Daniel Pipes also has a good article on this in today's Globe & Mail (http://www.theglobeandmail.com/servlet/ArticleNews/TPStory/LAC/20040727/COPIPES27/TPComment/TopStories).

But my question still stands: will the terrorists give the moderates time to reform Islam, or will the world lose its patience and destroy the bastions of the Muslim world first?

Posted by: Damian at July 27, 2004 04:35 PM

A difficult question.

Islamists will not deliberately give moderates time to reform Islam- if reform of Islam is even possible. Islamists will march to their own drumbeat, picking and choosing battles they believe they can successfully fight. Islamist considerations for engaging the West in battle will certainly include calculations as to the willingness of the West to fight back. I think the Islamists are interested in a long war that slowly demoralizes the West, populates it with immigrants, and progressively validates the Islamic doctrine that Muslim victories mean God is in agreement with Muslim objectives. I think this strategy assumes the West will fight with the handicap of moral and intellectual handcuffs.

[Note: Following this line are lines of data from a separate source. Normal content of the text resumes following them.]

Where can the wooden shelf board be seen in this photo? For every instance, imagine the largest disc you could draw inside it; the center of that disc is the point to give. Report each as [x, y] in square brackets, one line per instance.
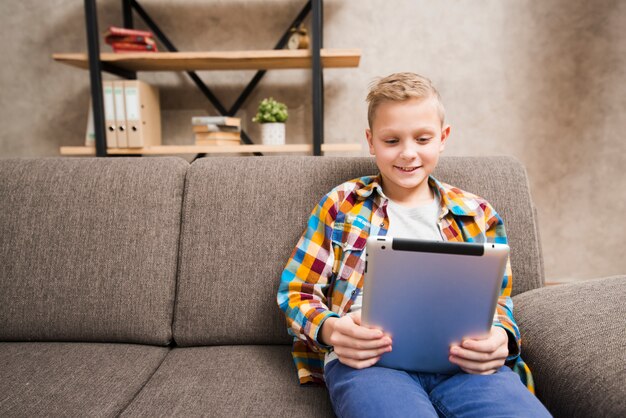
[217, 60]
[211, 149]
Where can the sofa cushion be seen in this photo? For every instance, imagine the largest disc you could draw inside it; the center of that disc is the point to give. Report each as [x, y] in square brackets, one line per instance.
[236, 381]
[575, 344]
[73, 379]
[88, 248]
[243, 216]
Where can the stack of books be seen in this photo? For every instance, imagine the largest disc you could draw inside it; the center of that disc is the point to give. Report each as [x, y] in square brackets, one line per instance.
[216, 130]
[130, 40]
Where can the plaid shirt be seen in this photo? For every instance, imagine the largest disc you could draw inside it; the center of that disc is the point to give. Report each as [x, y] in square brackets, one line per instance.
[325, 270]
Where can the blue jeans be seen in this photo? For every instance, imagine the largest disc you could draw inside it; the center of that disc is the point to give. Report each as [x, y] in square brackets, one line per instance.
[383, 392]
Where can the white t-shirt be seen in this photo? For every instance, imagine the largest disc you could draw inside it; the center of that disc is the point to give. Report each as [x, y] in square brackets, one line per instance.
[419, 222]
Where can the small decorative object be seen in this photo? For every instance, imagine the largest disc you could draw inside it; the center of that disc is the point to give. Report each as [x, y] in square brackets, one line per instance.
[272, 116]
[299, 38]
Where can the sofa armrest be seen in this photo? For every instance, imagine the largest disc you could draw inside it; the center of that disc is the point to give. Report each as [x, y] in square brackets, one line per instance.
[574, 340]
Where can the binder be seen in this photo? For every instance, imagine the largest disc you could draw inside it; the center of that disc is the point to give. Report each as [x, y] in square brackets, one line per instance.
[109, 114]
[109, 119]
[143, 114]
[120, 114]
[90, 135]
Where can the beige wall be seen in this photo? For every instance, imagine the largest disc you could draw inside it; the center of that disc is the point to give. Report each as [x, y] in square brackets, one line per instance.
[543, 81]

I think the Western strategy envisions a long war that slowly demoralizes Islamists while building an environment where middle class prosperity and representative government can take root in Islamic lands. This strategy assumes theological moderation is possible in Islam and leaves the task of moderating Islam to Muslims - largely because the secular West is not fully enough engaged in the war to feel comfortable confronting a religion. The Pipes article that you cited provides the proper reality check- Islamism is not new or unique in Islamic history. The Western strategy fails to grapple with Islamic immigration and integration into the West, including the predominance of Islamism in Western mosques. Finally, the Western strategy does not really address human rights abuses in Islamic lands, which construed to their logical end include the inability of Christians and Jews born in the Kingdom of Saudi Arabia to build churches or synagogues in that country.

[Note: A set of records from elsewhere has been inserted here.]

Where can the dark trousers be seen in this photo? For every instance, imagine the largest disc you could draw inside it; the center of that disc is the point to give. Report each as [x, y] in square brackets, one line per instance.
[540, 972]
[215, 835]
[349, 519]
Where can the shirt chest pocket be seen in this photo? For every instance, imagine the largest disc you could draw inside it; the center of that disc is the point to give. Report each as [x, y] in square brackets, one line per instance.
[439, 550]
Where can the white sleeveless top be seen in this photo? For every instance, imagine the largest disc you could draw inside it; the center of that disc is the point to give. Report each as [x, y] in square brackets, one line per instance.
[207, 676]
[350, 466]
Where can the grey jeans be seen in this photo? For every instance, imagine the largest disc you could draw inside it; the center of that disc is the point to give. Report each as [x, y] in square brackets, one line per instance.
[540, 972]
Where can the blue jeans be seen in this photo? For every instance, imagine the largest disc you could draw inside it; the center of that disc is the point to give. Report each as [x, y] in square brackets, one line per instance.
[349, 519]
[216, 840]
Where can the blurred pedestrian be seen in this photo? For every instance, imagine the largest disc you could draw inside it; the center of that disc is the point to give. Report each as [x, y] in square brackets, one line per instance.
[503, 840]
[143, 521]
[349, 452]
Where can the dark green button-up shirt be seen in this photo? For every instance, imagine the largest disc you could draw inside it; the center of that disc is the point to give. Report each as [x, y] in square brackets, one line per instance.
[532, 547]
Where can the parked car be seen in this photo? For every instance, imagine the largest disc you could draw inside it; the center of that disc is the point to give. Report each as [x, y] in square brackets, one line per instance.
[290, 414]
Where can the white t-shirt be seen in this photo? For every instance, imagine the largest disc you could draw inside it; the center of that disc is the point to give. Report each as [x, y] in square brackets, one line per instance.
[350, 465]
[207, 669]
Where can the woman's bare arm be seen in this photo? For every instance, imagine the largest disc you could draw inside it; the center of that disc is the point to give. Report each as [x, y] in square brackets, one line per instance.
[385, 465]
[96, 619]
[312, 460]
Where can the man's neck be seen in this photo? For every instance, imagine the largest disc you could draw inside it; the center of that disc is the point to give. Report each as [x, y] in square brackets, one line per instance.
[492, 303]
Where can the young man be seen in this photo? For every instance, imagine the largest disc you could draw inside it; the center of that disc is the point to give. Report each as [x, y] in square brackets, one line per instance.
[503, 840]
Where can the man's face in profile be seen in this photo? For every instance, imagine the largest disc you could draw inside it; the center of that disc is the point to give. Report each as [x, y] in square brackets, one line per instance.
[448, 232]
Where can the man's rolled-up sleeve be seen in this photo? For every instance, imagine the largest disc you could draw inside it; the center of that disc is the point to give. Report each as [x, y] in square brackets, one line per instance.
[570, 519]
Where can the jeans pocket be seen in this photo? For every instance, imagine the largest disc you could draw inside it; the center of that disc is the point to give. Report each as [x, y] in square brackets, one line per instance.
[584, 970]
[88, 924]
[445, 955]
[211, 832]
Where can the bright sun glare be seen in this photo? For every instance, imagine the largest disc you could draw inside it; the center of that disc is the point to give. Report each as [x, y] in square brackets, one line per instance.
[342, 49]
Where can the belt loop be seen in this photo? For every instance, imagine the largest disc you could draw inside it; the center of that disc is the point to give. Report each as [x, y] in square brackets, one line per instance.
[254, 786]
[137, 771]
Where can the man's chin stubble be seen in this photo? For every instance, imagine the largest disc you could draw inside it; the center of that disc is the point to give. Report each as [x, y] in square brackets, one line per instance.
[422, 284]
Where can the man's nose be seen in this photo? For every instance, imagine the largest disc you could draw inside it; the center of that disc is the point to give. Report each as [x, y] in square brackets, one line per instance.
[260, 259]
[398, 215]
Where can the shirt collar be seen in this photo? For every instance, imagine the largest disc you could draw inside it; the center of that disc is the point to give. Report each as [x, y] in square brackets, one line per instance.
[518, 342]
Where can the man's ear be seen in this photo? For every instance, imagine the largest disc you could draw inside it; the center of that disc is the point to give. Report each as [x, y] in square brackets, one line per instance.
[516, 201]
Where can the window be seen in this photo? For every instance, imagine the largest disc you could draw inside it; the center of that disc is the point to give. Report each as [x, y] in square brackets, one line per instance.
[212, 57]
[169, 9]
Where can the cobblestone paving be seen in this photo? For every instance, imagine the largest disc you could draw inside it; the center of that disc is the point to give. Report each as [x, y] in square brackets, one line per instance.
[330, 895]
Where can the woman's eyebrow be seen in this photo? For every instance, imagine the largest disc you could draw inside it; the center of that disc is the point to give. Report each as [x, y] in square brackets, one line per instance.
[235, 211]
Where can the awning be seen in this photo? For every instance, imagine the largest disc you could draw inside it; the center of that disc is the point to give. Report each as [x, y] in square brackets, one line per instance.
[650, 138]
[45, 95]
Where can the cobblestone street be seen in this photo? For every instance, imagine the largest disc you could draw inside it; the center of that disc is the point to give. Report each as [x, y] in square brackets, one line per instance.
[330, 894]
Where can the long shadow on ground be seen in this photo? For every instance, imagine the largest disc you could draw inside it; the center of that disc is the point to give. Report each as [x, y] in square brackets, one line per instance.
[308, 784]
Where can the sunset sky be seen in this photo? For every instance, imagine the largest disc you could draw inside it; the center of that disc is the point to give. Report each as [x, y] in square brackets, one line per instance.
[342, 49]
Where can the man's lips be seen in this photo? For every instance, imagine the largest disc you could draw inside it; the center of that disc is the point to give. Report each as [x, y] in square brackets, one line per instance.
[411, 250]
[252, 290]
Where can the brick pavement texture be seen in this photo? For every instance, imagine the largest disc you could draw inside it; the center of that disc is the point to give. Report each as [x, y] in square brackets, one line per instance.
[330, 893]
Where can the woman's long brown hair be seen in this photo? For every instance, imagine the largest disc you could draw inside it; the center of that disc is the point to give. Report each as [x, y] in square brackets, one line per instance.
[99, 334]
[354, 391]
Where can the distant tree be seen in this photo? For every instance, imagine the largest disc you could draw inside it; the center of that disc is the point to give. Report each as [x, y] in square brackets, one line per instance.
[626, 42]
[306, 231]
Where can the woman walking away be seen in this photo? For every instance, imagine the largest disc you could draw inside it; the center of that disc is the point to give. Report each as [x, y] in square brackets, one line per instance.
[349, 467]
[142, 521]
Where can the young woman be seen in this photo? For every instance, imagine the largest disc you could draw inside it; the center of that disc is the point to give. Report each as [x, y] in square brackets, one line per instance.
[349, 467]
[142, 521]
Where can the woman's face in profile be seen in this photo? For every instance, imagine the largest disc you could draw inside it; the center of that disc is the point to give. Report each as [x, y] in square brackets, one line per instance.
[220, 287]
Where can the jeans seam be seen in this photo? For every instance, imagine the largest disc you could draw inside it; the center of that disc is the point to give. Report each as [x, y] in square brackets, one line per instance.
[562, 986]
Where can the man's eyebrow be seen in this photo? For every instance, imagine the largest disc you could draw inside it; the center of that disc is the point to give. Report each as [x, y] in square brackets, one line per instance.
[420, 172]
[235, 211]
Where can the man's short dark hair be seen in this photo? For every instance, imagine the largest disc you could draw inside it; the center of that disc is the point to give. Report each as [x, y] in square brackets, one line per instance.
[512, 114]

The wild card in all of this is an act of terror perpetrated on a massive scale. Should the unthinkable occur, Americans might wake up, remove the handcuffs (and blinders), fight Islamism without military restraint, and press the intellectual aspect of the war until it becomes commonly understood by Muslims throughout the world that the Koran is apocryphal, the Hadiths are fabricated, and Sharia is incompatible with human rights.